Fluoride Action Network

Moncton City Councillors To Discuss Fluoride During Committee Meetings Today

Source: The Bend | February 27th, 2017
Location: Canada, New Brunswick

Fluoride is back on the agenda at the Committee of the Whole meeting this afternoon, and it is expected to generate more discussion as to whether or not it should be added back into Greater Moncton’s water supply.

Vice President of the New Brunswick Dental Society Dr. Suzanne Drapeau-McNally says ultimately she is confident Council will make the right choice.

“I know that they have been studying this, I mean these people are elected, they are not scientists, they have to rely on what is presented to them, and I’m confident they have gathered a lot of information,” says Dr. Drapeau-McNally.

She says there are plenty of sound studies out there proving the benefits of fluoridated water.

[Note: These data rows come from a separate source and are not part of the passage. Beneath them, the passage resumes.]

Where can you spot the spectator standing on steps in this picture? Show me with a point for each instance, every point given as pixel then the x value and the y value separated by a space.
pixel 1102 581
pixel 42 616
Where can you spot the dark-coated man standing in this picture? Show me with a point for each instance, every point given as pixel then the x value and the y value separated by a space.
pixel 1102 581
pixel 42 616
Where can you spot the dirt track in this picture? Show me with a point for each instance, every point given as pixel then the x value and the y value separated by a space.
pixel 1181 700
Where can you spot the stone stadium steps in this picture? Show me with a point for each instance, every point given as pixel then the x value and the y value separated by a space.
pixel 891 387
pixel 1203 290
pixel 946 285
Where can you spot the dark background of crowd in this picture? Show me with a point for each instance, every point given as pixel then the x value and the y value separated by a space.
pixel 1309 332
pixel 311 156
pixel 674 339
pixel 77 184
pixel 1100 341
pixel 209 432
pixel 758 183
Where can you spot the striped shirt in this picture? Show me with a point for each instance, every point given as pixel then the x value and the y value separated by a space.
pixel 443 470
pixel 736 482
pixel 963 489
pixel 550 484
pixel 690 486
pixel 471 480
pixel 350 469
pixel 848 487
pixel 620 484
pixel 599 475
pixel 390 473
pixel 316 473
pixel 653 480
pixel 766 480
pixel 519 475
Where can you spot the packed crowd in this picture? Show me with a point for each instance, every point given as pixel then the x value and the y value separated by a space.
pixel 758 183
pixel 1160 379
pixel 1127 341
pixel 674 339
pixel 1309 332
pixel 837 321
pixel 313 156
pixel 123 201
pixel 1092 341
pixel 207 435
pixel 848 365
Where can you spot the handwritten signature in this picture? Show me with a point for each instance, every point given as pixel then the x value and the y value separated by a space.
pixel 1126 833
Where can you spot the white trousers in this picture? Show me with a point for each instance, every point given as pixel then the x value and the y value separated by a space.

“We’re talking bringing back a natural product, fluoride, we’re talking a very minimal amount, 0.7 parts per million, we’re not asking for 35 parts per million,” says Dr. Drapeau-McNally. “And if you look at a tub of water it’s just one drop of fluoride.”

She adds with 0.7 parts per million, a 19-year old adult male needs to drink 9,728 glasses of water in one sitting to reach a level that would be dangerous.

However, there is at least one group who does not support reintroduction of fluoride into local drinking water.

Olivier Weil is the spokesperson for the group Citizens for Safe Water Moncton.

He claims dentists in school and in their professional organizations are essentially made to believe fluoride has positive benefits.

“They’re given all this information about fluoride, and are just told this is the truth, and any science that even attempts to contradict this is junk, nevermind, and so they never really look beyond it,” says Weil.

“It’s like a belief system, and it’s hard for people to believe, how could a dental association, or a public health agency, how could Health Canada, or New Brunswick Health, or the CDC be wrong about something?” says Weil. “Well, it happens.”

Weil says municipalities should be looking to Europe for guidance, where only Spain and Ireland still fluoridate water.